High canopy photosynthesis before anthesis explains the outstanding yield performance of rice cultivars with ideal plant architecture

The majority of investigations on mechanisms underlying yield difference between superior and conventional cultivars has focused on the grain-filling stage after anthesis. However, the physiological process before anthesis has been less explored. We aimed to quantify the contribution of canopy photosynthesis at pre-anthesis stage to grain yield formation and clarify the mechanism underlying the yield advantage of the superior cultivars. This study selected representative cultivars of indica and japonica rice, each type having a pair of cultivars with ideal plant architecture (IPA) and conventional architecture. Field experiments over four years (2019–2022) were conducted to compare the relevance of canopy photosynthesis to yield formation between the phases before and after anthesis.
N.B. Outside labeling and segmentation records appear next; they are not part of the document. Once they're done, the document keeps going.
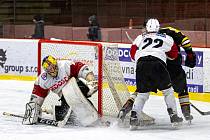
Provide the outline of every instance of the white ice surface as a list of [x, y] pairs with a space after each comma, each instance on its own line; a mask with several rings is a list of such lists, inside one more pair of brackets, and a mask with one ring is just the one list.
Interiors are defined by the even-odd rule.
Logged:
[[[190, 126], [184, 122], [179, 129], [170, 129], [164, 99], [159, 96], [150, 96], [144, 108], [144, 112], [155, 117], [156, 124], [137, 131], [114, 125], [108, 128], [27, 126], [19, 118], [2, 115], [3, 112], [22, 115], [32, 88], [33, 82], [0, 81], [0, 140], [210, 140], [210, 115], [201, 116], [192, 108], [194, 119]], [[203, 111], [210, 110], [210, 103], [192, 102]], [[178, 111], [181, 116], [179, 105]]]

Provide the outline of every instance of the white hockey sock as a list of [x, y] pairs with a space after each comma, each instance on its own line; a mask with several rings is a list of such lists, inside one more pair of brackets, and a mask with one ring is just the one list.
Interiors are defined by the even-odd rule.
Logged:
[[162, 90], [167, 108], [171, 108], [173, 113], [177, 114], [174, 89], [172, 87]]
[[137, 114], [139, 115], [142, 112], [144, 104], [148, 99], [149, 99], [149, 92], [138, 93], [134, 101], [132, 110], [137, 112]]

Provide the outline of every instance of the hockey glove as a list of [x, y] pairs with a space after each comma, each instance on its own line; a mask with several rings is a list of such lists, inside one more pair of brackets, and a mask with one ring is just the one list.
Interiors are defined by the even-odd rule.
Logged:
[[196, 65], [196, 54], [194, 52], [187, 53], [185, 66], [194, 68]]
[[22, 121], [22, 124], [36, 124], [41, 117], [41, 107], [35, 102], [29, 102], [26, 104], [26, 111]]

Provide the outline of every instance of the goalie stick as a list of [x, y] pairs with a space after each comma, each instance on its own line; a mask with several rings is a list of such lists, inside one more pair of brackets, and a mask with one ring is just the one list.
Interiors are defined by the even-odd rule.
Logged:
[[[10, 117], [16, 117], [16, 118], [24, 118], [21, 115], [13, 114], [13, 113], [8, 113], [8, 112], [3, 112], [4, 116], [10, 116]], [[51, 119], [45, 119], [45, 118], [39, 118], [38, 122], [41, 124], [47, 124], [47, 125], [52, 125], [52, 126], [59, 126], [59, 123], [55, 120]]]
[[200, 109], [198, 109], [196, 106], [194, 106], [192, 103], [190, 103], [190, 105], [196, 110], [198, 111], [201, 115], [210, 115], [210, 111], [201, 111]]

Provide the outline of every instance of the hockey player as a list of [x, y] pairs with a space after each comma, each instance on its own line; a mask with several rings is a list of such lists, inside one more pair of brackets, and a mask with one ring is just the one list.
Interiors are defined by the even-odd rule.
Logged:
[[[146, 26], [146, 22], [144, 22], [143, 26]], [[190, 114], [189, 93], [187, 91], [186, 74], [182, 68], [182, 55], [180, 52], [180, 47], [182, 47], [187, 54], [185, 66], [188, 66], [190, 68], [195, 67], [196, 54], [192, 50], [192, 45], [189, 38], [181, 31], [172, 27], [166, 27], [160, 28], [159, 32], [171, 36], [174, 40], [176, 48], [178, 49], [178, 57], [176, 59], [167, 59], [167, 70], [169, 71], [174, 91], [178, 93], [183, 116], [185, 117], [186, 121], [191, 121], [193, 119], [193, 116]], [[120, 119], [124, 120], [126, 114], [131, 110], [135, 97], [136, 93], [133, 93], [124, 104], [118, 116]]]
[[[38, 122], [38, 119], [41, 118], [41, 106], [45, 97], [52, 91], [56, 93], [61, 100], [61, 106], [55, 106], [55, 119], [65, 125], [72, 110], [74, 111], [74, 109], [76, 109], [76, 107], [73, 108], [75, 104], [72, 103], [72, 100], [74, 99], [74, 102], [77, 102], [77, 100], [80, 101], [83, 95], [88, 98], [97, 91], [98, 86], [93, 82], [94, 74], [87, 65], [81, 62], [74, 63], [69, 60], [56, 60], [51, 55], [43, 59], [42, 67], [44, 72], [41, 73], [35, 81], [30, 101], [26, 104], [23, 124], [36, 124]], [[85, 82], [80, 80], [77, 80], [78, 82], [75, 83], [75, 80], [73, 80], [75, 78], [83, 78], [85, 80], [82, 81], [92, 82], [92, 85], [87, 86]], [[79, 88], [73, 88], [73, 85], [76, 85], [74, 87], [80, 87], [83, 94], [82, 96], [79, 96]], [[85, 102], [85, 106], [91, 109], [93, 108], [92, 110], [95, 109], [88, 103], [89, 101], [86, 102], [86, 99], [83, 99], [79, 103], [81, 104], [81, 102]], [[95, 110], [93, 112], [96, 113]]]
[[[131, 128], [139, 125], [138, 119], [149, 92], [156, 92], [157, 89], [163, 92], [172, 125], [182, 121], [177, 115], [174, 90], [166, 69], [166, 52], [171, 50], [174, 41], [170, 36], [158, 33], [159, 27], [157, 19], [149, 19], [146, 34], [139, 35], [130, 50], [131, 59], [136, 62], [137, 83], [137, 96], [130, 116]], [[168, 57], [175, 59], [177, 52], [168, 53]]]

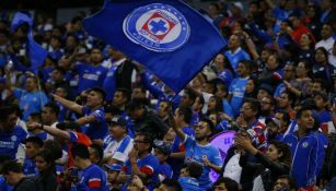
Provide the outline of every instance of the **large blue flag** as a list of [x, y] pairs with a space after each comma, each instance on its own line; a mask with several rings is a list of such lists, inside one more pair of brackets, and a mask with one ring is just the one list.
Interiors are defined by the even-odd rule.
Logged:
[[14, 58], [14, 56], [12, 57], [12, 60], [15, 64], [15, 67], [19, 70], [26, 70], [26, 71], [32, 71], [35, 74], [37, 74], [38, 72], [38, 68], [40, 65], [43, 65], [48, 51], [46, 49], [44, 49], [40, 45], [38, 45], [33, 37], [33, 20], [21, 12], [18, 12], [13, 20], [12, 20], [12, 24], [11, 24], [11, 31], [14, 32], [16, 31], [22, 24], [27, 23], [28, 24], [28, 34], [27, 34], [27, 46], [26, 46], [26, 50], [27, 50], [27, 57], [31, 61], [30, 67], [25, 67], [19, 63], [19, 59]]
[[211, 23], [178, 0], [105, 1], [83, 25], [176, 93], [225, 46]]

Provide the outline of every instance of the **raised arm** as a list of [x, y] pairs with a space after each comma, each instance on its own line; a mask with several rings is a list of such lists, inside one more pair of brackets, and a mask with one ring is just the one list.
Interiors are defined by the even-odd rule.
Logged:
[[71, 102], [71, 100], [68, 100], [68, 99], [65, 99], [56, 94], [51, 94], [51, 96], [54, 97], [54, 99], [56, 102], [59, 102], [61, 105], [66, 106], [67, 108], [69, 108], [70, 110], [74, 111], [74, 112], [78, 112], [78, 114], [82, 114], [82, 108], [83, 106], [81, 105], [78, 105], [77, 103], [74, 102]]

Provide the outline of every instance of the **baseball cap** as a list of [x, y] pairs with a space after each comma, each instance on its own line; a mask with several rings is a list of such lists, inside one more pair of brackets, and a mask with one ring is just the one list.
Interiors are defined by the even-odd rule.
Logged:
[[155, 140], [153, 147], [158, 148], [160, 152], [162, 152], [165, 155], [171, 154], [171, 145], [162, 140]]
[[273, 122], [277, 128], [280, 128], [280, 121], [277, 118], [266, 118], [265, 123], [268, 124]]
[[233, 2], [232, 5], [240, 9], [241, 11], [244, 11], [244, 5], [242, 2]]
[[121, 165], [118, 164], [104, 164], [104, 167], [112, 170], [112, 171], [121, 171]]
[[111, 120], [105, 120], [105, 122], [107, 122], [109, 124], [119, 124], [121, 127], [127, 126], [127, 121], [121, 116], [115, 116]]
The two IPA cultivars, JYZK-6 and ZZY-1, produced higher grain yield than the two conventional cultivars, NJ-5055 and HHZ. JYZK-6 and ZZY-1 also had good distribution of light interception inside the canopy, with the middle and lower part receiving more light than NJ-5055 and HHZ. At leaf level, there was no significant difference in photosynthetic rate between the two types of cultivars. At canopy level, the IPA cultivars had stronger photosynthetic activities before anthesis, outperforming NJ-5055 by 35.56% in averaged canopy photosynthesis, and by 46.65% in averaged daily net photosynthetic accumulation in 2021–2022. By contrast, canopy photosynthesis after anthesis was not significantly different between the two types. The IPA cultivars stored heavier biomass in internodes and sheaths before anthesis and remobilized more reserves to the developing grains, with the remobilization rate being 16.42% (internodes) and 35.34% (sheaths) higher than NJ-5055 and HHZ. The higher canopy productivity before anthesis is one of the main reasons accounting for the superior IPA cultivars, suggesting the necessity of optimizing plant growth and development during the vegetative and reproductive phases.